5. Annual percentage rate:
The APR is the cost per year of a debt such as a loan, including the nominal interest rate and any related fees, expressed as a percentage of the principal owed. It’s an important figure to understand because it represents the actual yearly cost of borrowing money.
6. Annual percentage yield:
The APY is the interest earned annually on a savings or investment account, including the effects of compounding. The quoted APY tells you how much you’re really making on your money. For example, $10,000 in savings earning a nominal 4% a year would provide a 4.08% APY with daily compounding, according to this calculator.
7. Cash advance:
Credit card holders get one of these when they receive cash directly from the account, often through an ATM or by using a check issued by the card provider.
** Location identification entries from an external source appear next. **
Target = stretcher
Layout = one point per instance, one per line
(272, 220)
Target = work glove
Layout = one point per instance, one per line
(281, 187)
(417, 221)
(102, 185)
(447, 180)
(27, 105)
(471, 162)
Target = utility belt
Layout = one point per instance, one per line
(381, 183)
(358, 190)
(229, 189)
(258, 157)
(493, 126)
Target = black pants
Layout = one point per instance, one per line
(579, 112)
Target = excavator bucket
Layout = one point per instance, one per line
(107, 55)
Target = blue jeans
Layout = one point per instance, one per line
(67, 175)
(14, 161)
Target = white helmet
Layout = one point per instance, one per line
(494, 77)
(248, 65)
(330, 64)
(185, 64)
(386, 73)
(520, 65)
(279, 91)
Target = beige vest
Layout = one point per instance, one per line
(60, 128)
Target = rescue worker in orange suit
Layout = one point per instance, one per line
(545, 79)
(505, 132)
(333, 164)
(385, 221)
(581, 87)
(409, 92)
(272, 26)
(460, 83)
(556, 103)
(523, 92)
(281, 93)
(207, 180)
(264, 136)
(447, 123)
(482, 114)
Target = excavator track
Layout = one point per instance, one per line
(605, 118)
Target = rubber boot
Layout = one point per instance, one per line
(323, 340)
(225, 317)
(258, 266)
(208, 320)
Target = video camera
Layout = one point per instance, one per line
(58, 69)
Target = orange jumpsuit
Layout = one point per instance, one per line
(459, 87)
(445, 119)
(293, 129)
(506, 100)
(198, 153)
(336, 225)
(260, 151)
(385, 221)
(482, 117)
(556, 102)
While an advance can deliver fast cash, it typically comes with a fee of 3% to 5% of the amount, which may be capped at several hundred dollars. The interest rate the card issuer charges on this sort of borrowing can be significantly higher than the rate on purchases or balance transfers. It’s best to reserve cash advances for emergencies.
8. Overdraft:
This happens when money is withdrawn from a bank account and more than exhausts the available funds, often resulting in an overdraft fee as the financial institution covers the difference. These often costly charges can be avoided by keeping extra money in the account as a buffer.
9. Returned item:
This is a check or debit that is turned back because there isn’t enough money in the account it’s drawn on. As with overdrafts, there is a fee for returned items, which can cost $5 to $35, depending on the financial institution, and there may also be charges from the recipient of the check or debit. You can avoid this situation most easily by keeping a cash cushion in the account.
10. Collateral:
This is typically an asset used to secure a loan. If you fail to make payments on the debt, the lender may be able to seize the property used as collateral, such as a residence financed with a mortgage or a car purchased with an auto loan.